Our results showed that NMBAs were the main causative agents of POA, which is consistent with the findings of previous studies from other countries (Di Leo et al. 2018; Eberlein et al. 2017; Petitpain et al. 2018). Hypersensitive reaction to NMBAs may be either IgE or not-IgE-mediated. The IgE-mediated hypersensitive response is mainly attributable to the quaternary ammonium structures that represent the main antigenic epitope of NMBAs (Di Leo et al. 2018). Environmental chemicals, such as cosmetics with quaternary ammonium structures, are responsible for anaphylactoid reaction(Rouzaire et al. 2013). In the general population, even in the absence of clinical signs or symptoms, 9.3% of patients tested have a positive skin test for specific IgE quaternary ammonium ions as in NMBAs (Hepner and Castells, 2003). Among the four NMBAs tested in our clinic, cisatracurium represented the first cause of POA, followed by rocuronium, atracurium, and succinylcholine. Recent work indicates isolated instances of modestly increased histamine levels after cisatracurium administration, which may cause POA (Berroa et al. 2015).
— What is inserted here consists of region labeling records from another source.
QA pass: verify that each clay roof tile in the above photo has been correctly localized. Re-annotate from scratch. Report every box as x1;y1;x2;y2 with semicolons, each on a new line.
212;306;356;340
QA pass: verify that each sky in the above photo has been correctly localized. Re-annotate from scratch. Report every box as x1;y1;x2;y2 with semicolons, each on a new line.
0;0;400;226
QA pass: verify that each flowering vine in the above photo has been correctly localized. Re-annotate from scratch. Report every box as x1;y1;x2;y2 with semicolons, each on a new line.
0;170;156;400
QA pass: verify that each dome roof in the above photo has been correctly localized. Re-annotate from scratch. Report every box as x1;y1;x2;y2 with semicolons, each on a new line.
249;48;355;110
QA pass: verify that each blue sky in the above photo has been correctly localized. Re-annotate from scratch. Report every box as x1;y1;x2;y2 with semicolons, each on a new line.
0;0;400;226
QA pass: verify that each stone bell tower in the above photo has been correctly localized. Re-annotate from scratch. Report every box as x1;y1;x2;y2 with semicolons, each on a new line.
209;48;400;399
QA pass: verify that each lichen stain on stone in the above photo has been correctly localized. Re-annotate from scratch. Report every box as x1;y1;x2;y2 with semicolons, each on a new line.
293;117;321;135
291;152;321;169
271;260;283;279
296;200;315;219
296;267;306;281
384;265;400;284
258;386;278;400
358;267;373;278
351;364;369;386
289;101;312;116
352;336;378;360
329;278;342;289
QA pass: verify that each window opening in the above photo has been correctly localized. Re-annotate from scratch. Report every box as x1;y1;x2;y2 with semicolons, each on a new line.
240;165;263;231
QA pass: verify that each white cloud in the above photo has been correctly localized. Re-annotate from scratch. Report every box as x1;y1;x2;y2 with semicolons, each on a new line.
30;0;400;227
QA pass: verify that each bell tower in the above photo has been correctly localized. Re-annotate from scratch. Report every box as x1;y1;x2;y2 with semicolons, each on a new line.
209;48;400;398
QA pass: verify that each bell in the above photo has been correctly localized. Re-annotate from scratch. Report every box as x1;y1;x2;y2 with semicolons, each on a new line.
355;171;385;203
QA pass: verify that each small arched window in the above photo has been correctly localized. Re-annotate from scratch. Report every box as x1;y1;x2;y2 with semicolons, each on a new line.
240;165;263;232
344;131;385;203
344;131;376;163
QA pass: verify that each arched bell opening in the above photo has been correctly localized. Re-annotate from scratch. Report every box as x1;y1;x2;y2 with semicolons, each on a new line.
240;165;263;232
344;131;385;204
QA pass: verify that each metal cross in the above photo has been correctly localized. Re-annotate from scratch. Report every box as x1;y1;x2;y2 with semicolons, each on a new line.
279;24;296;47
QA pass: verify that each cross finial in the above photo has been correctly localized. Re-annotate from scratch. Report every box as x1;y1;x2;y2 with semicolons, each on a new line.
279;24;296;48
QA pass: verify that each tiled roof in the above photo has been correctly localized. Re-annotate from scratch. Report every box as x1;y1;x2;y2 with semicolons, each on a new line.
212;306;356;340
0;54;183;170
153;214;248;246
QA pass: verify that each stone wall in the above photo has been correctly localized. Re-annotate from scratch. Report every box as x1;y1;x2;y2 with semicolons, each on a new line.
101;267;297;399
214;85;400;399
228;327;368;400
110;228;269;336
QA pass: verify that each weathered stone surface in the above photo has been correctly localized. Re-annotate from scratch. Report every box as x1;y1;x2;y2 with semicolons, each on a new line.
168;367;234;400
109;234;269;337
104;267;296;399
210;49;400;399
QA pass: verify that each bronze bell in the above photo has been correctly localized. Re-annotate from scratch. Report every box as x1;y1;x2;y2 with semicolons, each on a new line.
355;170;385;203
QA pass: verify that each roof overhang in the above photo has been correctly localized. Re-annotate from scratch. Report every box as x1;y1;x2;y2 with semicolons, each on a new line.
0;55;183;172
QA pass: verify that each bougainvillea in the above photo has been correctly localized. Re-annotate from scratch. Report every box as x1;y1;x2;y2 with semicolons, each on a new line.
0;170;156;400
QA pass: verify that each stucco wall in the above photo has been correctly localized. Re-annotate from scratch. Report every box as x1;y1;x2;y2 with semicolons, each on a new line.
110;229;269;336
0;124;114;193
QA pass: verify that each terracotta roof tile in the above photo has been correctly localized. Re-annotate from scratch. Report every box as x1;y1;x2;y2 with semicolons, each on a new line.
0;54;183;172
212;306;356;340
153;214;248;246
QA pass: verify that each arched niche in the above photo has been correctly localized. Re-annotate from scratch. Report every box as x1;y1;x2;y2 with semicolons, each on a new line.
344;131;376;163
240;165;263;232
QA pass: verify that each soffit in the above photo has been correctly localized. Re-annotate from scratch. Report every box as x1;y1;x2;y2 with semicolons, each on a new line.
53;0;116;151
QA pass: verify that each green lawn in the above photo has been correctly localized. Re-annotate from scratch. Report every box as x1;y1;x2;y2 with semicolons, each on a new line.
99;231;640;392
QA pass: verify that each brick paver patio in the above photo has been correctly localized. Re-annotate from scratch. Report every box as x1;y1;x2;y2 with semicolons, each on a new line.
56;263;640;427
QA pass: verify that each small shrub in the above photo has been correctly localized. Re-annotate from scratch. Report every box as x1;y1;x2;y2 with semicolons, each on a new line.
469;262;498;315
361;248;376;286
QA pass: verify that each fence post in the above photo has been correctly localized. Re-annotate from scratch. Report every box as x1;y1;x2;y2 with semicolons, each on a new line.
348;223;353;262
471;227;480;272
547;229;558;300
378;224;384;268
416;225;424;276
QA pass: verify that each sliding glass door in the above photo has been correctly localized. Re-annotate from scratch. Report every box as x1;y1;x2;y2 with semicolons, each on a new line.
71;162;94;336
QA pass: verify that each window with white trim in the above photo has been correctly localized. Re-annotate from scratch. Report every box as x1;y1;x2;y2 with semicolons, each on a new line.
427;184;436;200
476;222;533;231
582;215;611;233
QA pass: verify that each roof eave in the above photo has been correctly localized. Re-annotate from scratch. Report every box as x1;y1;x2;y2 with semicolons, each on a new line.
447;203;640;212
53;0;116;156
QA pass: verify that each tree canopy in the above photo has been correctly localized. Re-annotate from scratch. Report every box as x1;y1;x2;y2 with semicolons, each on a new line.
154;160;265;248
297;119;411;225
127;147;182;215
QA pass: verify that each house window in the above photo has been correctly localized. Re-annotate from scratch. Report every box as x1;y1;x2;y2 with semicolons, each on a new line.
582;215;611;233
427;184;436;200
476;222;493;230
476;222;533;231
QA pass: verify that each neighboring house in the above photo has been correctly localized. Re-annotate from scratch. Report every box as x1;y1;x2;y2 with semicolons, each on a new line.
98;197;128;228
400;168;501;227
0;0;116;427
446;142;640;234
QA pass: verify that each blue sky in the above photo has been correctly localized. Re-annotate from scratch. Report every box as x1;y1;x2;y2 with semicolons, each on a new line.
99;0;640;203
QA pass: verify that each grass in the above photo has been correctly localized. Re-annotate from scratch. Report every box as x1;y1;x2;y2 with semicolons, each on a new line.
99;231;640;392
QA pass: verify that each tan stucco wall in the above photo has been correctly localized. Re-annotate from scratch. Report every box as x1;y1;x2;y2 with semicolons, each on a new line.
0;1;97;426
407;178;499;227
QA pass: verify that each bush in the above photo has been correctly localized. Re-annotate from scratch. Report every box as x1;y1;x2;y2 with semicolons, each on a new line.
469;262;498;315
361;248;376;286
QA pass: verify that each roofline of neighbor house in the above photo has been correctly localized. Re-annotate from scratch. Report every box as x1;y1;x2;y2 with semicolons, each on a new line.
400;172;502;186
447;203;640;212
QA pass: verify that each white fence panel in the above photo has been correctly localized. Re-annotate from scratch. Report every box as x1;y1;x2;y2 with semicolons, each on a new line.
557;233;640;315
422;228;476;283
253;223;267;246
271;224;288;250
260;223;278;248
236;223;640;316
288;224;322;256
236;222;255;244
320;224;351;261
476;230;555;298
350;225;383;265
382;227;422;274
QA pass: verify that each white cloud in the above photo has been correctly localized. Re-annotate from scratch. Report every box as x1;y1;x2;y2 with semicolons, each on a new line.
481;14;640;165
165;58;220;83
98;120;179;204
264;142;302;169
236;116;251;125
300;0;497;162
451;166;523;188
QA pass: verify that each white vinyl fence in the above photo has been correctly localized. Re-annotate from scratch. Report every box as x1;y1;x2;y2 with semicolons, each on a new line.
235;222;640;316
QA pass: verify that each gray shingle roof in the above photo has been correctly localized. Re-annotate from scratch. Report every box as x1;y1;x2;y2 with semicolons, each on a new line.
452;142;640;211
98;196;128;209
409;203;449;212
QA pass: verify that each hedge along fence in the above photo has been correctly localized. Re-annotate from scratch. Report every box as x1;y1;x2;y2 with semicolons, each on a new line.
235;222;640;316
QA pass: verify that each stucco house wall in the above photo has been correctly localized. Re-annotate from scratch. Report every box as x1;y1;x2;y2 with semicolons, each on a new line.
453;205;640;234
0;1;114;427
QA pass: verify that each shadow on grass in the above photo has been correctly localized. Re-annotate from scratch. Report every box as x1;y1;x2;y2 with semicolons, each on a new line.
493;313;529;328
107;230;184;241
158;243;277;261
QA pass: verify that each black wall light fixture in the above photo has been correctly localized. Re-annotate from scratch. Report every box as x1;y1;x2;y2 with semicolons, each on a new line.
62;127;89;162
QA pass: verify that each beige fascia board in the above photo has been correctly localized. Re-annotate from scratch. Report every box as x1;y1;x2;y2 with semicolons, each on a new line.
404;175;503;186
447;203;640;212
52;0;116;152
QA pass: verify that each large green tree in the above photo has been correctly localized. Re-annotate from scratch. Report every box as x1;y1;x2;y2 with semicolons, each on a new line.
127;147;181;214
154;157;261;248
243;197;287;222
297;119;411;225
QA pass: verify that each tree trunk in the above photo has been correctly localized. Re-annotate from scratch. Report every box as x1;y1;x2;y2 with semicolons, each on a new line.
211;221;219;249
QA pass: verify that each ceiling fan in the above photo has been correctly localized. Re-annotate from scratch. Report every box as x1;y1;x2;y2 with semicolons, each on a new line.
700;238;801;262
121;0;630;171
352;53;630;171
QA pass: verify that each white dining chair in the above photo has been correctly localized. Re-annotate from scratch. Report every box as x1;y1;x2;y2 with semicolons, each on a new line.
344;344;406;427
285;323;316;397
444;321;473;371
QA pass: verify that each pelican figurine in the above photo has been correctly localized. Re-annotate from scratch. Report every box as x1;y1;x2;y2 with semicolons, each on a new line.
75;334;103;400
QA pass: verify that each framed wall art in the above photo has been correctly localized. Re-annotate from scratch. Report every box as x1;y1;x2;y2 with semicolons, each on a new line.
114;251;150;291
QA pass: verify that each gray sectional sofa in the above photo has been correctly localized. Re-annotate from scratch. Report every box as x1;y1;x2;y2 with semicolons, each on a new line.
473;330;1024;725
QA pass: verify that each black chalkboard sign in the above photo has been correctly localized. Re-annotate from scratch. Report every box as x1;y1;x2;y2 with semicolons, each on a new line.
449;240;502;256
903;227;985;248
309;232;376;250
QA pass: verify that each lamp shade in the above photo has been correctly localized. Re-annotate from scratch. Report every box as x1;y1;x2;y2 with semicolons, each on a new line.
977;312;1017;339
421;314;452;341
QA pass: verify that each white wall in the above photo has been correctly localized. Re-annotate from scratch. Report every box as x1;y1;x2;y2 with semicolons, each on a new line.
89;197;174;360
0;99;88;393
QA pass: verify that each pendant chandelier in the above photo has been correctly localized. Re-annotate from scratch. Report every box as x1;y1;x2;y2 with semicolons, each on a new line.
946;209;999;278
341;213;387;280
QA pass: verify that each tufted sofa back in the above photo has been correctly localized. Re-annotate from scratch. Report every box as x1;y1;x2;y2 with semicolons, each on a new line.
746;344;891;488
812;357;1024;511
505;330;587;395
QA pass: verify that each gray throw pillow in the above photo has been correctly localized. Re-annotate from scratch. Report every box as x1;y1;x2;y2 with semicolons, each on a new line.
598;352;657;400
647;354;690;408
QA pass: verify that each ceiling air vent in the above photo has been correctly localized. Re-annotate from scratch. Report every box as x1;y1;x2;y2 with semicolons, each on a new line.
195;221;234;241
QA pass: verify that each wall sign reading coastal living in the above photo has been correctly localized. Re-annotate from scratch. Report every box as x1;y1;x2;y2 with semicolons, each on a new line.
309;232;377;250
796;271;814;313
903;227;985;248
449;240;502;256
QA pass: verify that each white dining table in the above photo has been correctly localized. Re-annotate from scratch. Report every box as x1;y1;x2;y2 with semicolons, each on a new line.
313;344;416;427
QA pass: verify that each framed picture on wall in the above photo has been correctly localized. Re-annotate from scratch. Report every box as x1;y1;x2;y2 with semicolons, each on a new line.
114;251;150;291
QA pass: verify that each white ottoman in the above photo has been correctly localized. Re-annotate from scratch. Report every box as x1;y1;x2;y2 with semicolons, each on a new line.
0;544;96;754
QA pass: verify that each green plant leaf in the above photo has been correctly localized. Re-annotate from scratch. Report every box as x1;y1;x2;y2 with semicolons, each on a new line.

Cisatracurium can also trigger mast cell degranulation and the release of pro-inflammatory mediators through MRGPRX2 (Che et al. 2018). In addition, cisatracurium can cause systemic allergic reactions (Au et al. 2020). Besides, epitopes that are ubiquitous in NMBAs (such as substituted ammonium groups) lead to high cross-reactivity between these drugs (most consistently between pancuronium, rocuronium and vecuronium) (Di Leo et al. 2018). Previous exposure to non-anesthetic drugs may cause covert sensitization to NMBAs, resulting in reactions among patients without prior anesthesia.

It should be realized that the fundamental goal of allergen detection is avoidance of reexposure to culprits, and to ensure safety of subsequent anesthesia and surgery without allergic risk. Our study demonstrated that repeat anesthesia was safely performed in all patients receiving subsequent surgery, with none experiencing recurrent POA. This suggests that skin tests combined with BAT are useful for finding causative agents and suitable alternative drugs. However, further studies are still needed to prove our findings, due to insufficient sample size and data quality.

Overall, our study emphasizes the importance of referral procedure, accompanied by anesthetic information and allergy tests in identifying potential culprits, which is a effective way to prevent the recurrence of perioperative anaphylaxis. If anaphylaxis is suspected, intravenous epinephrine administration and fluid therapy are main treatments. Then, glucocorticoid and antihistamines can also be used to help reduce symptoms (Manian and Volcheck, 2021). Although there is much diagnostic uncertainty, analysis of data on the outcome of repeat anesthesia and its congruence with results published by others validates our approach to the investigation of POA. For patients attending our clinic, it enables us to quantify future risk of POA after an assessment in our clinic and provides a benchmark for other anesthesiologists.

Limitations

There are some inherent limitations due to retrospective nature of our study. First, severity of POA was not quantified, and the treatment measures were not been completely recorded. Second, as some patients were lost follow-up at the time of publication, not all patients completed the entire work-up investigations. Third, limited by conditions, only skin tests and BAT were used in this study, other diagnostic tests, such as tryptase and sIgE, were not applied. It is generally considered that measurement of serum tryptase is useful for establishing a differential diagnosis (Beck et al. 2019). Furthermore, sIgE can be carried out easily, if determination kits are available (Mertes et al. 2011). Thus, we recommend that both tryptase and sIgE should be integrated diagnostic tests for identification of POA culprits and alternative drugs, if the conditions allow.

Conclusions

This retrospective analysis from mainland of China demonstrates that females make up the majority of the POA crowd. The most common clinical manifestations of patients with a POA are cardiovascular symptoms and NMBAs are identified as main culprit agents for POA. An integration of skin tests and BAT into allergen detection can enable anesthetists to find safe alternative anesthetics for subsequent surgery.